Les ex-ministres libéraux Claude Castonguay et Gérald Tremblay en faisaient partie. «On avait des gens d’affaires et des libéraux qui allaient dire: “J’ai voté Non, mais on se rallie à la décision”, précise M. Lisée. L’opération, qu’on avait organisée minutieusement, aurait eu un impact considérable», croit-il.
- Le Québec pouvait compter sur la reconnaissance de la France
- Bernard Landry s’était assuré de la reconnaissance du Québec indépendant par plusieurs pays d’Amérique latine.

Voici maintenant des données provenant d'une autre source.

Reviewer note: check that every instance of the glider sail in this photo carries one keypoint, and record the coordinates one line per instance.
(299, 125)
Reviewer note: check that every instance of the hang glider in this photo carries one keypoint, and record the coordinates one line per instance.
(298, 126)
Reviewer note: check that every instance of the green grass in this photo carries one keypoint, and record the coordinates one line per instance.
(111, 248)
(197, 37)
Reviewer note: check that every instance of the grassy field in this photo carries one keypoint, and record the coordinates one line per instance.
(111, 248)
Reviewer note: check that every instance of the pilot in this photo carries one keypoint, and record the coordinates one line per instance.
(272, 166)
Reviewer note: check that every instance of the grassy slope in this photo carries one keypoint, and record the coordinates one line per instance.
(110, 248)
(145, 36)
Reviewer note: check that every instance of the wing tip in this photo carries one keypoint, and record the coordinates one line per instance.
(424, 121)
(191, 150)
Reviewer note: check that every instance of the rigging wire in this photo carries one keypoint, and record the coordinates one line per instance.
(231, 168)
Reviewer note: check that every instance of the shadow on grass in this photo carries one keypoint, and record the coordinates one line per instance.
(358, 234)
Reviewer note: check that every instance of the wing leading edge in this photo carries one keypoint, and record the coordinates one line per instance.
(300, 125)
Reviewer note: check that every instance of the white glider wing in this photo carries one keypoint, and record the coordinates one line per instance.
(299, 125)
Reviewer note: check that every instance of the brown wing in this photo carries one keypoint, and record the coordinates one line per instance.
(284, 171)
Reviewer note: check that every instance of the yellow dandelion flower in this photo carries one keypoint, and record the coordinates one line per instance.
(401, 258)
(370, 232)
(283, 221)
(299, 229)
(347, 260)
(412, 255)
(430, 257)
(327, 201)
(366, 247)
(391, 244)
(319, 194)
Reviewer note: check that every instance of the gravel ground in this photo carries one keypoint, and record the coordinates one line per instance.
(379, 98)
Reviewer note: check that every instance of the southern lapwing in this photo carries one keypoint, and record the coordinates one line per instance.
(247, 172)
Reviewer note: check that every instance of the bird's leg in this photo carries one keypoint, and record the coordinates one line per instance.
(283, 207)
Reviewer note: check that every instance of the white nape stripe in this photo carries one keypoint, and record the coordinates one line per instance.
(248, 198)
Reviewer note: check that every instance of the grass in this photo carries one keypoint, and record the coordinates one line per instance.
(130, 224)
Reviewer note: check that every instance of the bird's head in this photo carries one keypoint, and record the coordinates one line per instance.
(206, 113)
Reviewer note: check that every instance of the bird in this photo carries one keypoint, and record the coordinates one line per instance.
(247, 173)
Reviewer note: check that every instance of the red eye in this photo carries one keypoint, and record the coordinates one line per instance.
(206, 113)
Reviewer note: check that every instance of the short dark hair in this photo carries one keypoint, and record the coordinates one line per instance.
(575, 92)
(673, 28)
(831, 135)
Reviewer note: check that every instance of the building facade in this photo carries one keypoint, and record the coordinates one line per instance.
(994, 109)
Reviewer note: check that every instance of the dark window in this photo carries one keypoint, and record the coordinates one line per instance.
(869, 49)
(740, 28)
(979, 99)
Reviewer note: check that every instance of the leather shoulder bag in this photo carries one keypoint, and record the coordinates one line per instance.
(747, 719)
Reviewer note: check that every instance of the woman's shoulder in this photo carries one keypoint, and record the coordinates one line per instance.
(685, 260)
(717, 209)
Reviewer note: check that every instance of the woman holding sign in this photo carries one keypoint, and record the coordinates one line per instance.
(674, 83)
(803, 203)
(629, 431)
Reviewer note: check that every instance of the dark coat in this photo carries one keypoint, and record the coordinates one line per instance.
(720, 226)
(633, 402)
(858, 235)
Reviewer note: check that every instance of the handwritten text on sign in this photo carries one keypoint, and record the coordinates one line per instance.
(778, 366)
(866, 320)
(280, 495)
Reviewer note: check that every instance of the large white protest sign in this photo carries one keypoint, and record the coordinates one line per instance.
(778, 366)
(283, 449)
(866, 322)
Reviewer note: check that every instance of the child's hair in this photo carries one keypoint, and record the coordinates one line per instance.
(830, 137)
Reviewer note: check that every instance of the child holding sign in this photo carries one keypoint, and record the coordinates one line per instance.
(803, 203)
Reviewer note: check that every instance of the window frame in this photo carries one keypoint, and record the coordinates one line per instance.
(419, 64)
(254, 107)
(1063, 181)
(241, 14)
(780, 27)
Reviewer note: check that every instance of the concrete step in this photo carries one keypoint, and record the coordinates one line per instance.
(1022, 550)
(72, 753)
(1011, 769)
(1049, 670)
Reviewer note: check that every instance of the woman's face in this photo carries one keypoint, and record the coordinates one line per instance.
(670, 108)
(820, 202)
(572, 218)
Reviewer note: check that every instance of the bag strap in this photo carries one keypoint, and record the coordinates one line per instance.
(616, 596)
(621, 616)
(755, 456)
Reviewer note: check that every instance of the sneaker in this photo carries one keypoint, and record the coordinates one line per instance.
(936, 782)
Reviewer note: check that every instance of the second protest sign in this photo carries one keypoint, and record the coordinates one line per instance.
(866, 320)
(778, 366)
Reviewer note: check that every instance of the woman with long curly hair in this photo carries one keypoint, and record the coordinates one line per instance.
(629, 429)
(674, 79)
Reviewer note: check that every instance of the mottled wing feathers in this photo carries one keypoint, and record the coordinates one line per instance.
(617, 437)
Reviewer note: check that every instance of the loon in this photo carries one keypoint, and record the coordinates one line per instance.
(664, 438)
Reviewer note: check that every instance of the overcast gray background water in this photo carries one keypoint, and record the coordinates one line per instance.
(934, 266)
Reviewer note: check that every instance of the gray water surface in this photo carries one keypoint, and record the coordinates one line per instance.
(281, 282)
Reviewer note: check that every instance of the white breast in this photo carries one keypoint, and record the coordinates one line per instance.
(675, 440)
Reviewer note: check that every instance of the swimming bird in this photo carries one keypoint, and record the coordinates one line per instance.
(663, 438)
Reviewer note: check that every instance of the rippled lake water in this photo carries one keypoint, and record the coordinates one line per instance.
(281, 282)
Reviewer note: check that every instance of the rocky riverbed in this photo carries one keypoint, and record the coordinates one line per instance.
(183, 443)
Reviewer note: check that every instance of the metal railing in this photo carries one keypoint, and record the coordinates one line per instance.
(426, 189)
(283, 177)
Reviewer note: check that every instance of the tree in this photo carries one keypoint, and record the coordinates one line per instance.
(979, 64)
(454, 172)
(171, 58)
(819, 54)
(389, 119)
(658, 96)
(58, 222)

- Une réserve de 17 milliards de dollars aurait paré à une éventuelle instabilité économique
- Louis Bernard mettait en place le gouvernement péquiste pendant que Jacques Parizeau préparait le référendum
La gageure risquée de Jean Royer
Alors chef de cabinet de Jacques Parizeau, Jean Royer a risqué de perdre beaucoup d’argent, le matin du 30 octobre 1995, pour reconstruire, le temps d’un coup de téléphone, le moral des troupes souverainistes.
À son arrivée au quartier général du Oui le matin du jour J, Jean Royer trouve les 30 employés avec la mine déconfite. Monique Simard revenait d’une entrevue qu’elle avait donnée à Radio-Canada avec John Parisella, du camp du Non, raconte M. Royer en entrevue.
«Ça ne se peut pas»
«Parisella lui a dit après l’entrevue: “On a fait un sondage et on va faire 55 %.” Elle l’a cru et elle a communiqué sa mauvaise humeur à tout le monde. J’ai dit: “Ça ne se peut pas, tabarnak.” J’ai dit: “Amenez-moi tout le monde dans mon bureau. Il faut arrêter ça tout de suite.”»
Dans les secondes suivantes, 30 personnes s’entassaient dans le bureau de M. Royer, qui a alors téléphoné à John Parisella en mains libres. «Il ne sait pas que les 30 sont là. John, je le connais depuis longtemps...»
«Salut, John. Tu as parlé à Monique Simard ce matin et tu lui as dit que tu étais pour gagner à 55 %? Il a dit: “Oui.” Je lui ai dit: “Je te gage 25 000 $ qu’on va gagner.” Je n’avais pas la première “cenne” de ça. Parisella a dit: “Je ne gage pas, je ne suis pas assez sûr.” J’ai dit: “Merci, John.”» Fin de l’appel. «Là, j’ai dit à tout le monde: “Retournez à vos bureaux et faites votre journée.”»
«Je n’ai pas gagé, mais j’ai gagné mon référendum», ricane aujourd’hui John Parisella.